The Post quotes Jones’ lawyer, Alain Massena, as casting doubt on that ever happening.

“I can tell you the reason why the charge is what it is now – the reason it’s the appropriate charge – is because the District Attorney’s Office and I obtained information that the public does not have,’’ Massena told the Post. “If we put all that information out there, I think it would put a different picture of that night. But our concern right now is to respect the fact that a family has lost a son.’’

The only official reaction from Wake Forest was to put Jones on leave and express the university’s heartfelt condolences to the Szabo’s family. And that will almost certainly be that until the facts emerge as to what really happened outside a Queens Hotel early Sunday morning of Aug. 5.

Police have said that Szabo banged on the window of Jones’ SUV, apparently mistaking the SUV for his Uber ride. The Associated Press reported on Aug. 10 that a person familiar with the investigation told the news organization that Szabo may have been drunk and knocking on car windows before Jones allegedly confronted him.

According to the AP report, police say that Jones got out of his vehicle, punched Szabo, and got back in his vehicle and sped off. Szabo was said to have fallen and hit his head, never to regain consciousness. He was taken off life support Tuesday.

The questions I have will remain questions until verifiable facts emerge. But one of the biggest is why did Jones, according to police, leave the scene? And why, if the incident took place in the early hours of Sunday, did almost five full days elapse before Jones turned himself in to police on Thursday?

Maybe there are reasonable explanations.
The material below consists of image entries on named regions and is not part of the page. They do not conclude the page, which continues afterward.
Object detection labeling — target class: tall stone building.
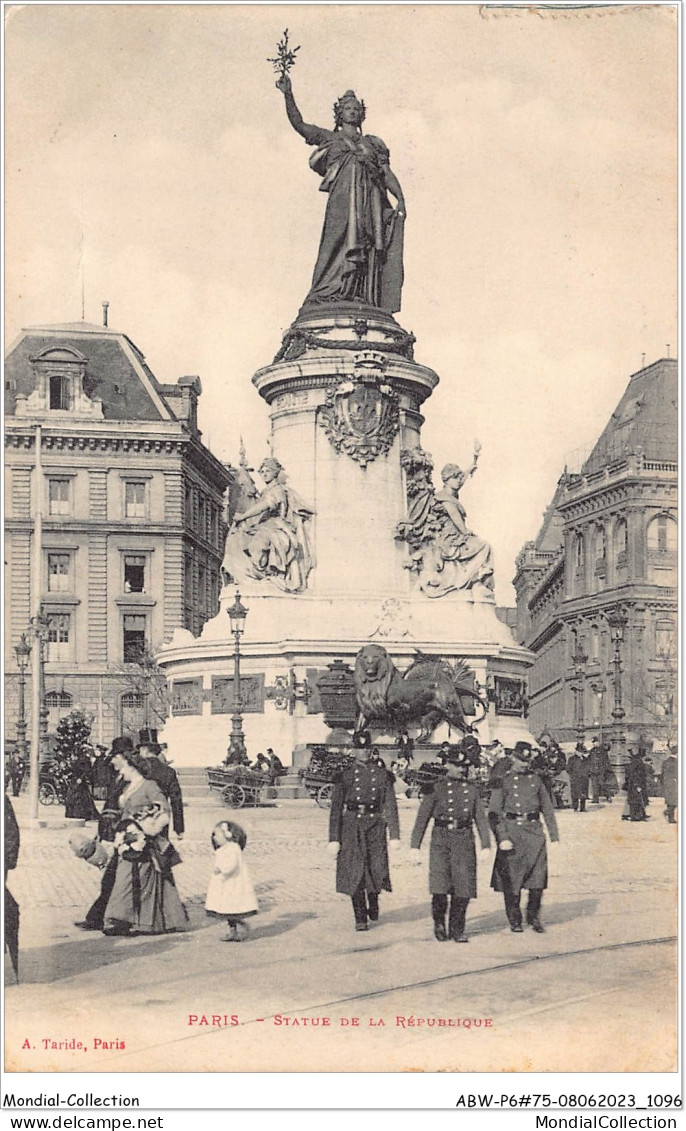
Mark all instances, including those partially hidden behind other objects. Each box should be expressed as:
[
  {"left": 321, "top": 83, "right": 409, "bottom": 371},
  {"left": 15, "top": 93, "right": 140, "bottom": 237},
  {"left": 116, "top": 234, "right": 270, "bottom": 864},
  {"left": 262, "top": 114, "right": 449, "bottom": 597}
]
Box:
[
  {"left": 514, "top": 359, "right": 678, "bottom": 753},
  {"left": 5, "top": 322, "right": 228, "bottom": 742}
]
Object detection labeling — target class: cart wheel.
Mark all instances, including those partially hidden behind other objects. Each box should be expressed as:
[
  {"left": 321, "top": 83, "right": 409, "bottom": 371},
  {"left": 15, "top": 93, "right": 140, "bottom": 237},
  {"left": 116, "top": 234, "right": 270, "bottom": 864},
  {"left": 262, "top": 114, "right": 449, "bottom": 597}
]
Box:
[
  {"left": 222, "top": 785, "right": 245, "bottom": 809},
  {"left": 315, "top": 785, "right": 333, "bottom": 809},
  {"left": 38, "top": 782, "right": 58, "bottom": 805}
]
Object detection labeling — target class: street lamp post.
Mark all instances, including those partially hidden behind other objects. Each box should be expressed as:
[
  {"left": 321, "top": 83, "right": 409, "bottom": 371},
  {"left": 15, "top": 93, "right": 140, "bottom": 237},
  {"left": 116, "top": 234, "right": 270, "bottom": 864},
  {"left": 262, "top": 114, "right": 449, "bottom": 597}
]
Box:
[
  {"left": 15, "top": 632, "right": 31, "bottom": 765},
  {"left": 607, "top": 605, "right": 627, "bottom": 766},
  {"left": 227, "top": 590, "right": 248, "bottom": 759},
  {"left": 572, "top": 644, "right": 589, "bottom": 742}
]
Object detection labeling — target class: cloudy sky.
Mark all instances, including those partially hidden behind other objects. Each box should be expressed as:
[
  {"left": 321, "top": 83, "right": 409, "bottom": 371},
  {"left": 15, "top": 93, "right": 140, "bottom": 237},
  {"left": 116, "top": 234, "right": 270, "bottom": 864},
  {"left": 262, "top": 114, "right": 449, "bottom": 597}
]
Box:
[{"left": 6, "top": 5, "right": 677, "bottom": 603}]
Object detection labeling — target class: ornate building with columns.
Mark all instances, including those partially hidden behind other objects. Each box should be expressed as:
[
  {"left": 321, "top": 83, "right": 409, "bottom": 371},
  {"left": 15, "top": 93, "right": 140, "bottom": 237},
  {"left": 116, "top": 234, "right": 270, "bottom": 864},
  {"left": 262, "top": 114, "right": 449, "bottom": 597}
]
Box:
[
  {"left": 5, "top": 322, "right": 229, "bottom": 743},
  {"left": 514, "top": 359, "right": 678, "bottom": 752}
]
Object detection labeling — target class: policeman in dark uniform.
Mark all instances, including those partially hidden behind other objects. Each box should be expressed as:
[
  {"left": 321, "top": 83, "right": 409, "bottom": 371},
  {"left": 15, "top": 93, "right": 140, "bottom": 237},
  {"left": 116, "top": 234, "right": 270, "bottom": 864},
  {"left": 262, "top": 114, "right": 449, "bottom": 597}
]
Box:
[
  {"left": 410, "top": 742, "right": 490, "bottom": 942},
  {"left": 488, "top": 742, "right": 559, "bottom": 934},
  {"left": 329, "top": 731, "right": 400, "bottom": 931}
]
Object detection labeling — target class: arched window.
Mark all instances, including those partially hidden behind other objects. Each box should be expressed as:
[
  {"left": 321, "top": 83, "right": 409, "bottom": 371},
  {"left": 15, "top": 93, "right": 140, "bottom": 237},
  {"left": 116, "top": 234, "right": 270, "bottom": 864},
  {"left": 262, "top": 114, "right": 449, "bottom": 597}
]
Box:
[
  {"left": 645, "top": 515, "right": 677, "bottom": 554},
  {"left": 645, "top": 515, "right": 678, "bottom": 587},
  {"left": 120, "top": 691, "right": 146, "bottom": 734},
  {"left": 45, "top": 691, "right": 73, "bottom": 734},
  {"left": 45, "top": 691, "right": 73, "bottom": 707}
]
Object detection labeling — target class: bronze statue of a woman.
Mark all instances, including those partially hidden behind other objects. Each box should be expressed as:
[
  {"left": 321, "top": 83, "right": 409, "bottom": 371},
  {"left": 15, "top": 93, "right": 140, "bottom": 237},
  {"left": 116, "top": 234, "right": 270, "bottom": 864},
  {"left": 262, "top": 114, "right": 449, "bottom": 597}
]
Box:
[{"left": 276, "top": 74, "right": 406, "bottom": 313}]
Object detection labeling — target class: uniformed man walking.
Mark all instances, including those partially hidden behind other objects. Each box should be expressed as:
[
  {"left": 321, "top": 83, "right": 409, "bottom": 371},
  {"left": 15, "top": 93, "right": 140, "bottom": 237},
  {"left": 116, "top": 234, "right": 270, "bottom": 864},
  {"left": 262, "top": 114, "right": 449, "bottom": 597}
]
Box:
[
  {"left": 329, "top": 731, "right": 400, "bottom": 931},
  {"left": 488, "top": 742, "right": 559, "bottom": 934},
  {"left": 410, "top": 746, "right": 490, "bottom": 942}
]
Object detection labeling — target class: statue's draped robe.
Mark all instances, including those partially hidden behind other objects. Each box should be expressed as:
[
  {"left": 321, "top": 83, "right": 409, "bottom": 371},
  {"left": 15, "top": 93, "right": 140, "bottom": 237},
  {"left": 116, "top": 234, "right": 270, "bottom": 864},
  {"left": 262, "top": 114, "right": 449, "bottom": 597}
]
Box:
[
  {"left": 223, "top": 483, "right": 313, "bottom": 593},
  {"left": 304, "top": 126, "right": 402, "bottom": 313}
]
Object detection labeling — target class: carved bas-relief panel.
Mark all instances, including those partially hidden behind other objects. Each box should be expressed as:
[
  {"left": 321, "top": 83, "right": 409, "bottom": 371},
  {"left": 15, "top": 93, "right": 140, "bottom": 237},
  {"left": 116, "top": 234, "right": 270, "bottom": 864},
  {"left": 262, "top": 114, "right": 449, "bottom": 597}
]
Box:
[
  {"left": 319, "top": 351, "right": 400, "bottom": 467},
  {"left": 211, "top": 672, "right": 264, "bottom": 715},
  {"left": 222, "top": 457, "right": 314, "bottom": 593},
  {"left": 396, "top": 444, "right": 494, "bottom": 601},
  {"left": 171, "top": 675, "right": 203, "bottom": 715}
]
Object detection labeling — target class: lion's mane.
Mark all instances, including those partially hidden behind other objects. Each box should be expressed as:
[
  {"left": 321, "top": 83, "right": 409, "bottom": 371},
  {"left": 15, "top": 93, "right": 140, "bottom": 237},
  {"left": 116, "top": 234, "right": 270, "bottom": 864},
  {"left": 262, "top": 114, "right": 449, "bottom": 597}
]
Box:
[{"left": 355, "top": 644, "right": 400, "bottom": 718}]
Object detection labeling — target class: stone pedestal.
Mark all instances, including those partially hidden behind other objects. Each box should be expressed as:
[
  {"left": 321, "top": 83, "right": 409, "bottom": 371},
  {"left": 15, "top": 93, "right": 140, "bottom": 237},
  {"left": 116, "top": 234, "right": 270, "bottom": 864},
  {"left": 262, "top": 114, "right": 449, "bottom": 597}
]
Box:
[{"left": 157, "top": 304, "right": 530, "bottom": 765}]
I will certainly remain open to the possibility. But I can imagine that Ron Wellman, the director of athletics, feels the need to know the same answers before he and other officials at Wake decide Jones’ immediate professional fate and whether or not any additional actions might need to be taken.

Which brings us to the second question I always have in these circumstances. What will be the impact of all this on the Wake basketball program? I did see where Justin Bauman, the director of basketball operations the past four seasons, will expand his duties to include those of interim assistant coach.

I got to know Bauman well enough to think of him as a good man, and he’ll do the best job he’s capable of doing. But for the life of me, I can’t see how any impact on the Wake basketball program from all of this is going to be anything but decidedly negative.

There are plenty who love Wake basketball who are convinced that the program has been struggling under a dark cloud for many years now. Some even trace that struggle all the way back to another unspeakable tragedy, the death of Skip Prosser 11 summers ago.

The more cynical among the masses will maintain that little has gone right since Chris Paul punched Julius Hodge of N.C. State is a super sensitive area in the regular-season finale of the 2005 season – and then told us reporters on the scene that he did no such thing.

Obviously 13 seasons is a long time for a dark cloud to hover over any program. Unfortunately, for many reasons, the dark cloud has just this month gotten darker.

Much, much darker.

2 thoughts on “A Dark Cloud Gets Darker

  1. Used to play poker with a guy who would always remind both both winners and losers, “There’s never a road that doesn’t turn.” Well, I’ve been saying that about our basketball program for 10+ years. That turn-in-the-road has to come up sooner or later … doesn’t it?